Some of these herbicide-free farmers have differing beliefs than those farmers who utilize herbicides. Farms such as Witten Farm in Lowell, Ohio, which plants 90,000 tomato plants in three summer rotations, can’t afford to lose that crop to disease. Even with sprays to prevent diseases and hybrid tomatoes bred to avoid diseases, the tomato yield per acre has been gradually decreasing. The United States Department of Agriculture showed the Ohio acreage yields for tomatoes in the open fresh market as decreasing in production; in 2010, only 2,900 acres were harvested, but each acre yielded an average of 27,000 pounds. In 2013, 3,400 acres were harvested, but each acre only yielded an average of 17,500 pounds.
Mitch Meadows of Mitch’s Produce & Greenhouse in Middleport, Ohio, elaborated on his production. “We have to use fungicides and herbicides otherwise we wouldn’t have this business. We’ve planted more rounds of tomatoes and they’re producing great. I wouldn’t say our production has been the same as last year, but our plants haven’t been decimated.”
Jenkinson Farm and Gardens is another vendor of produce at the farmers market and elects to forgo the herbicides in exchange for more natural produce. “I’m doing my part for the Earth by letting my vegetables be,” Judy Jenkinson said at her farm in Albany, “I had one guy complain about bugs in his raspberries, and he suggested I spray them three times a week.
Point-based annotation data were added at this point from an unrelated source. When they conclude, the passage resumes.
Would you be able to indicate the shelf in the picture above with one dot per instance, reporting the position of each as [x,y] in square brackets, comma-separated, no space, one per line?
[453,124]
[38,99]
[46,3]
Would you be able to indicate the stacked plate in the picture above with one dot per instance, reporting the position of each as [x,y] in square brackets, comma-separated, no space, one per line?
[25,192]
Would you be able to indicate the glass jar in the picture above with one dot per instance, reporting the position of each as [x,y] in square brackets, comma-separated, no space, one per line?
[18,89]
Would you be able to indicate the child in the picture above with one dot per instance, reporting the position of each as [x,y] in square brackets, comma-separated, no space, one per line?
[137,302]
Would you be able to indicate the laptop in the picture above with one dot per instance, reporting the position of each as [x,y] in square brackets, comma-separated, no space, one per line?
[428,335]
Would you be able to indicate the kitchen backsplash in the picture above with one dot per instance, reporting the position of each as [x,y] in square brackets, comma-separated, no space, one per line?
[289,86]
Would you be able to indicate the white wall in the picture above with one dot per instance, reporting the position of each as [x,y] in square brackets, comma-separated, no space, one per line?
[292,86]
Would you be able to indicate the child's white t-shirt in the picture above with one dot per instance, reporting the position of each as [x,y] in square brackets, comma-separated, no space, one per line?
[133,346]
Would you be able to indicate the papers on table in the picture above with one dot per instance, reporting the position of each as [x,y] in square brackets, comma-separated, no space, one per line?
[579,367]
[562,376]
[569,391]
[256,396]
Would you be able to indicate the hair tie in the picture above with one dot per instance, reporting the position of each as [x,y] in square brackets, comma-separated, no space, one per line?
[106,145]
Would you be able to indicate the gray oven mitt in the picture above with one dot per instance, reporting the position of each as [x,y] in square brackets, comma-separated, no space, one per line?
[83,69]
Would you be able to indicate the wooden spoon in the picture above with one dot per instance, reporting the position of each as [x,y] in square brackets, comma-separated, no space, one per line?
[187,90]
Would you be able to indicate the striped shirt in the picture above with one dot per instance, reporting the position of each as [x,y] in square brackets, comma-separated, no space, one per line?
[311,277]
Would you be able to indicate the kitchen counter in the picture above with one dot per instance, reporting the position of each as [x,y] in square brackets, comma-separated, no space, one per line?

I told him I’d rather have the bugs.” Much like other organic farmers this harvest season, she pulled out many of her first plants because of the rain and diseases. She did not let the tomatoes go to waste though; she carved out the black spots and fed her chickens with the untouched parts of the fruit.
Spraying with herbicides or growing hybrid tomatoes isn’t the only way to prevent fungal diseases. Arnold Farms in McConnelsville uses high tunnels to control how much water hits the tomato plants. David Marrison, a master gardener volunteer for the Ohio State University Cooperative Extension program, suggested layering the soil with mulch to prevent splash of inoculum from the soil and regularly rotating crops each season.
High tunnels and greenhouses are effective proactive measures to take against over-saturating rains and tomato diseases, but not all farmers can afford such things, nor do their smaller farms provide adequate space. “I would love to have a greenhouse, but I don’t have the location for it,” said Clark. “It was a very, very hard year. And, I’m hoping it’s an incident, and not global warming. But I’m hoping it gets better.”